Hyperammonaemia is a common complication of chronic liver failure. Two main factors are thought to underlie this complication: a loss of hepatic detoxification function and the development of portosystemic shunting. However, few studies have tried to quantify the importance of portosystemic shunting. Here, we used a theoretical approach to test the hypothesis that the development of portosystemic shunting is sufficient to cause hyperammonaemia in cirrhosis.


Two mathematical models are developed. The first one describes the main vascular resistances of the circulation and is used to provide scenarios for the distributions of organ blood flow in cirrhosis, which are necessary to run the second model. The second model predicts arterial ammonia levels resulting from ammonia metabolism in gut, liver, kidney, muscle and brain, and the distribution of organ blood flow.

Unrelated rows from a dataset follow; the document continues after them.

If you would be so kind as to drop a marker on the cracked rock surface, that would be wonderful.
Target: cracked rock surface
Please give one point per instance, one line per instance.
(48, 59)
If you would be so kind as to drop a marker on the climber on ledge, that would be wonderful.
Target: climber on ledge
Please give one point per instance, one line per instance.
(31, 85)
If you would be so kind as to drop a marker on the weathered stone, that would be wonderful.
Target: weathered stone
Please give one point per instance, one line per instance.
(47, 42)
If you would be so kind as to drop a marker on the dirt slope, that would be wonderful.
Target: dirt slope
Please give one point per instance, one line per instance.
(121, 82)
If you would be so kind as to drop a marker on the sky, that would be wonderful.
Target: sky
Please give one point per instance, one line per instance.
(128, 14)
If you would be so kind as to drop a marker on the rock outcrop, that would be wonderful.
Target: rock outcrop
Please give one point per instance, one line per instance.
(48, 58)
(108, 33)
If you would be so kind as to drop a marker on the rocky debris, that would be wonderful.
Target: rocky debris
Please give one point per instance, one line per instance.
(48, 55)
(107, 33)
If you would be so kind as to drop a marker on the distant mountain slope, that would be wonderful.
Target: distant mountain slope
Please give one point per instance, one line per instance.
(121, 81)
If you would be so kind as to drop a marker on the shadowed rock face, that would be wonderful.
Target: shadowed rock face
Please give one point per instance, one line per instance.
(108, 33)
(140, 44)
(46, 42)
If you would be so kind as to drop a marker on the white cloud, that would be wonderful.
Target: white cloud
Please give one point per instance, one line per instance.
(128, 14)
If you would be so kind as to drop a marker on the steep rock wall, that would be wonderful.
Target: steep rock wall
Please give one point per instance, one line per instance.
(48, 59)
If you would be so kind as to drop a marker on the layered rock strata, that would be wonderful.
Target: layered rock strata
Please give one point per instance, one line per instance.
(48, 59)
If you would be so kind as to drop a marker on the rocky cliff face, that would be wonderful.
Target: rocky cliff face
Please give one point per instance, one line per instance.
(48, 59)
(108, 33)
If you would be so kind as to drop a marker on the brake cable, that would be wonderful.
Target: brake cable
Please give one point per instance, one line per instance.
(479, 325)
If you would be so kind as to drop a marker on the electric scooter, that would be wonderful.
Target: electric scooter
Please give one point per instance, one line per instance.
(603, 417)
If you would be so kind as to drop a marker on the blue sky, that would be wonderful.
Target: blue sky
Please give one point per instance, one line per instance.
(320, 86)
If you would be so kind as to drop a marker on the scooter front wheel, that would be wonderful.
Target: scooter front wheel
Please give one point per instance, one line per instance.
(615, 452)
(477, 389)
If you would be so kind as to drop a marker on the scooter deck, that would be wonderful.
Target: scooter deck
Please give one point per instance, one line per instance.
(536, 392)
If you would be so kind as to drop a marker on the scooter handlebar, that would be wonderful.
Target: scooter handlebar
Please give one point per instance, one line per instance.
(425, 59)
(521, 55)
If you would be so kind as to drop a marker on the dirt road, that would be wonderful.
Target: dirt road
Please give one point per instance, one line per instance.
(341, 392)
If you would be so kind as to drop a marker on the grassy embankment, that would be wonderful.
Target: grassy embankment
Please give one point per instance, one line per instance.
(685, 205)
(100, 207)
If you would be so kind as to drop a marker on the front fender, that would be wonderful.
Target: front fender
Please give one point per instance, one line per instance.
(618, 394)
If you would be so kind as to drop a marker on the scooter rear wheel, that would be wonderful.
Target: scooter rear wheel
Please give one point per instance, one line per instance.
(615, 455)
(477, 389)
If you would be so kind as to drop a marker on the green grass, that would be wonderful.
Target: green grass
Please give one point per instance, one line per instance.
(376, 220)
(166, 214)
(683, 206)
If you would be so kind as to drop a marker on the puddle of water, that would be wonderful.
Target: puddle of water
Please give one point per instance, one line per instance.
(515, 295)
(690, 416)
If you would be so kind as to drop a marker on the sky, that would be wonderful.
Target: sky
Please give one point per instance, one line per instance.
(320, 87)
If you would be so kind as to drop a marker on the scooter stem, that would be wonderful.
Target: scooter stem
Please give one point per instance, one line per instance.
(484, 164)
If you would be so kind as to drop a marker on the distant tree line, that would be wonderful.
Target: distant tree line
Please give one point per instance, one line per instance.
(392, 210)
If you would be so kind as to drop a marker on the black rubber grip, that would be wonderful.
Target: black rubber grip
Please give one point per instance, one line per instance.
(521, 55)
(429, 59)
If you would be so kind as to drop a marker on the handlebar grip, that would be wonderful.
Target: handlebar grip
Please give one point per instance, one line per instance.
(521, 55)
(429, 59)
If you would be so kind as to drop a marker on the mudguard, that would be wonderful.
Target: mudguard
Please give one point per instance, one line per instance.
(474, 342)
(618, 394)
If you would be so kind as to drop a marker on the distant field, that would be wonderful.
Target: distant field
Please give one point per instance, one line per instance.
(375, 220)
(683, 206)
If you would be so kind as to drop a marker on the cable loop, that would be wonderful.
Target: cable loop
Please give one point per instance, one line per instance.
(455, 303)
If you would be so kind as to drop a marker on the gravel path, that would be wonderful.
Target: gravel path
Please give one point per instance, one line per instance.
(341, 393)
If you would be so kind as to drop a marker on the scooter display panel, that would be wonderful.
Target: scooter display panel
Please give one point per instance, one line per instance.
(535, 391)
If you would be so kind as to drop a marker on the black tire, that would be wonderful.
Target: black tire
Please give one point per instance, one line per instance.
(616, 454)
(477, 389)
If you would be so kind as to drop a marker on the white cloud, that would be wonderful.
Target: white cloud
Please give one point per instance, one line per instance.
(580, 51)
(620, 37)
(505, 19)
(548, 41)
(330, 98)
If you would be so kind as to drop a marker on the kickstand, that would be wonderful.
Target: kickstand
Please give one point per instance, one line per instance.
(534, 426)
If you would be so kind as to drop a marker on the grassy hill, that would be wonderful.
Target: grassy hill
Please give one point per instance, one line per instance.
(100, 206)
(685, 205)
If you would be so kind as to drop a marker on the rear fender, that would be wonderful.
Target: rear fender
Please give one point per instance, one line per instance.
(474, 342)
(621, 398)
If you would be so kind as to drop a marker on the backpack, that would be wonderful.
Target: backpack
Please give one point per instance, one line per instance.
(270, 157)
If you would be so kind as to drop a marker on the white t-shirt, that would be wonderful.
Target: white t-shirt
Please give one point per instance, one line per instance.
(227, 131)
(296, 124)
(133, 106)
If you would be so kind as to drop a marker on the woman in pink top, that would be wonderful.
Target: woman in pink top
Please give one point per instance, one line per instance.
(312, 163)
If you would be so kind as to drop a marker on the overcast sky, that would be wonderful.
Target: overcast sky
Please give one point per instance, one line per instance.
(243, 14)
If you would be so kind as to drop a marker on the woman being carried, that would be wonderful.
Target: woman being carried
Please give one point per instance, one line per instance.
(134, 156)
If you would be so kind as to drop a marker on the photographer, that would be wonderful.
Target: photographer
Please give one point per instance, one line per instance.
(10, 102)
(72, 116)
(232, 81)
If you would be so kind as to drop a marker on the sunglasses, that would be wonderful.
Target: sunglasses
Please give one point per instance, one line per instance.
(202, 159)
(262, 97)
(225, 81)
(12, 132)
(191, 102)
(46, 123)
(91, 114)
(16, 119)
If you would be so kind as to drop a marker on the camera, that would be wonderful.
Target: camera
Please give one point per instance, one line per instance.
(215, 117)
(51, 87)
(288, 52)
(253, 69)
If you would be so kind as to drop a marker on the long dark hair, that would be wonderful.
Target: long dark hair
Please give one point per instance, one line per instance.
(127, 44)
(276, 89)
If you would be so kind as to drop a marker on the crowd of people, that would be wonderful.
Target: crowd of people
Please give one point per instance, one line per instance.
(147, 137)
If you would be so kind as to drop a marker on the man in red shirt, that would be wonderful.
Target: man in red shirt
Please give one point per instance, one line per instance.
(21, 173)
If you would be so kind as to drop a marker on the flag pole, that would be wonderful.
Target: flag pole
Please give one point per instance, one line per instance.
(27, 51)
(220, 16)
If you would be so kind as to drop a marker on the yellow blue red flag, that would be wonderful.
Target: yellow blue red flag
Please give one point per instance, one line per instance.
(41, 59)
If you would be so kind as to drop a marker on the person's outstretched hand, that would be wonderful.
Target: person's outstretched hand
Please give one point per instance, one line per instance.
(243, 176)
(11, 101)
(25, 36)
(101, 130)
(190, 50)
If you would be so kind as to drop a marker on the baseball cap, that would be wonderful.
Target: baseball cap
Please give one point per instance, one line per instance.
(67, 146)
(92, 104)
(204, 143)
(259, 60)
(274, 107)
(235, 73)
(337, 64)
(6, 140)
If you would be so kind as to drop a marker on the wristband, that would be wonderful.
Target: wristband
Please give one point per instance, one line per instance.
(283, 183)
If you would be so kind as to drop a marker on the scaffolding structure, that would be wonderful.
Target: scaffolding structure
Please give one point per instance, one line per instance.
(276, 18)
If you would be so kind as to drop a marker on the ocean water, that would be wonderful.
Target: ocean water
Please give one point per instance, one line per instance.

The fraction of gastrointestinal blood flow shunted through collaterals was estimated to be 41% in mild cirrhosis, 69% in moderate and 85% in severe cases. In the second model, the redistribution of organ blood flow associated with severe cirrhosis was sufficient to cause hyperammonaemia, even when the hepatic detoxification function and the ammonia production were set to normal.


The model indicates that the development of portosystemic shunting in cirrhosis is sufficient to cause hyperammonaemia. Interventions that reduce the fraction of shunting may be future targets of therapy to control severity of hyperammonaemia.